Contracts I, Pages 158–164 (ed. 1)

Webb v. McGowin

Court of Appeals of Alabama, 1935

Facts:

Plaintiff was was working at a lumber mill and was clearing the upper floor of the mill. Part of this was done by dropping a 75-pound pine block to the ground floor. As he was pushing it off, he saw McGowin below. Concerned the fall of the block would kill McGowin, plaintiff fell off with the block. This diverted the block from hitting McGowin, but permanently crippled Webb. Because plaintiff had prevented McGowin from being killed, he agreed to pay plaintiff $15 every fortnight for the rest of plaintiff's life. These payments continued regularly for almost ten years until McGowin died. Two more payments were then sent, at which time they were discontinued.

Procedural History:

The lower court sustained defendant's demurrer.

Issue:

Was McGowin's promise to pay someone for saving his life valid?

Defendant's Arguments:

  • Plaintiff states no cause of action

  • The contract was without consideration.

  • McGowin did not offer to pay before the services were rendered.

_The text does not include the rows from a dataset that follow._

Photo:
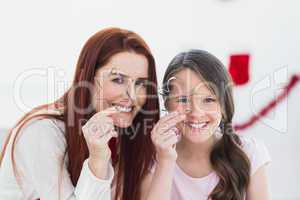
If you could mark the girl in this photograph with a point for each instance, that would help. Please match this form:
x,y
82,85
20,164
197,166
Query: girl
x,y
60,150
210,161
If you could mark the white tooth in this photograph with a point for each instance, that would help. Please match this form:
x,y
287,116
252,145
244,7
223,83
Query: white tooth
x,y
124,109
197,125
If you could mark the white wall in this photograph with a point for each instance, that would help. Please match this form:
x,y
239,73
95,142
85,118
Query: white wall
x,y
36,35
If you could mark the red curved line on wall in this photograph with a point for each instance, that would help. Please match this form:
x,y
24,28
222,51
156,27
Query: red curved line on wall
x,y
293,82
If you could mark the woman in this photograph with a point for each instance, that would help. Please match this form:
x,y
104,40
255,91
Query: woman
x,y
209,161
61,151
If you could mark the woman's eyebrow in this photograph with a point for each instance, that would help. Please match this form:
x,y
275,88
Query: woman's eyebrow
x,y
125,75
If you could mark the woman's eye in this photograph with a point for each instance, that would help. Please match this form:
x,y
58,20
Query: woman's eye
x,y
141,83
182,99
119,80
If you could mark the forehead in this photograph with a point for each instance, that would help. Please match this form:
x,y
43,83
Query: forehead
x,y
129,63
187,81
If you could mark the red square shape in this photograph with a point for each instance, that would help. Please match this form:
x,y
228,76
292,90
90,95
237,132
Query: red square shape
x,y
239,68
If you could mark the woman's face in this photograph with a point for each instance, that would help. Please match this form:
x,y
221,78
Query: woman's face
x,y
122,83
189,94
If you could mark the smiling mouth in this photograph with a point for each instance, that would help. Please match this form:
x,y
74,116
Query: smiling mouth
x,y
125,109
193,125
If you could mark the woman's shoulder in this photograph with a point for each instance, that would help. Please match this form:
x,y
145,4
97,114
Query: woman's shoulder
x,y
45,133
256,151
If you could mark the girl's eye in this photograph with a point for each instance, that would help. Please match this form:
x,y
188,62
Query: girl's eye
x,y
182,99
209,100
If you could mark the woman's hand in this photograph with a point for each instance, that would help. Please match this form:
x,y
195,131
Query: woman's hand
x,y
165,136
97,132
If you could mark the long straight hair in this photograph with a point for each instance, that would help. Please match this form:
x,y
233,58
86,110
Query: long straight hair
x,y
227,158
133,157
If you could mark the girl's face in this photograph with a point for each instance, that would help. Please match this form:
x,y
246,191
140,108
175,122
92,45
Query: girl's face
x,y
189,94
122,83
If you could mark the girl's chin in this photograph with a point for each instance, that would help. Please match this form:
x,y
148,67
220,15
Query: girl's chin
x,y
122,122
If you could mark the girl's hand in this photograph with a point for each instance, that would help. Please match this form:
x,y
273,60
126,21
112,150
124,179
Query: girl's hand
x,y
97,132
165,136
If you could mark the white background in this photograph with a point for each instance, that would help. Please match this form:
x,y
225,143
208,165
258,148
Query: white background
x,y
45,37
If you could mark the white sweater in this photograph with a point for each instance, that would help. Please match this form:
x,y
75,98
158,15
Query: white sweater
x,y
38,154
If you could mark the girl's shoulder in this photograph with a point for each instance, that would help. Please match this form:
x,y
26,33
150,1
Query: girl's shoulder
x,y
256,151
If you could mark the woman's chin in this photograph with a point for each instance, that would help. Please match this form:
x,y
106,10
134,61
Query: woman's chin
x,y
123,122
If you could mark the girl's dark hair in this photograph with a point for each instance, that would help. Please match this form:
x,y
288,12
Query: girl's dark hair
x,y
135,155
228,159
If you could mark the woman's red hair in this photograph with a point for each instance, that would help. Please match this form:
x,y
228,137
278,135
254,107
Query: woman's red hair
x,y
135,156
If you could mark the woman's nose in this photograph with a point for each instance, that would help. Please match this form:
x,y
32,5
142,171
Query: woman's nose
x,y
130,91
196,109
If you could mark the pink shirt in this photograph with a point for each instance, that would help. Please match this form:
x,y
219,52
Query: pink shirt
x,y
185,187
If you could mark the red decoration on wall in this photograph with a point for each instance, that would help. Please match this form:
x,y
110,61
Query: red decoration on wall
x,y
239,68
293,82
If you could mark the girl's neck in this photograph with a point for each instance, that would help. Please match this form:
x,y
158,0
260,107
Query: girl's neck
x,y
195,151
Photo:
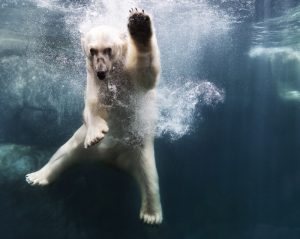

  • The contract is void under the statute of frauds.

Rule:

Where the promisee cares for, improves, and preserves the property of the promisor, though done without his request, it is sufficient consideration for the promisor's subsequent agreement to pay for the service, because of the material benefit received.

Reasoning:

One's body and life are quite valuable property. Saving it was then sufficient consideration for McGowin's promise.

Holding:

Yes, McGowin's promise to pay plaintiff for saving his life was valid. Reversed and remanded.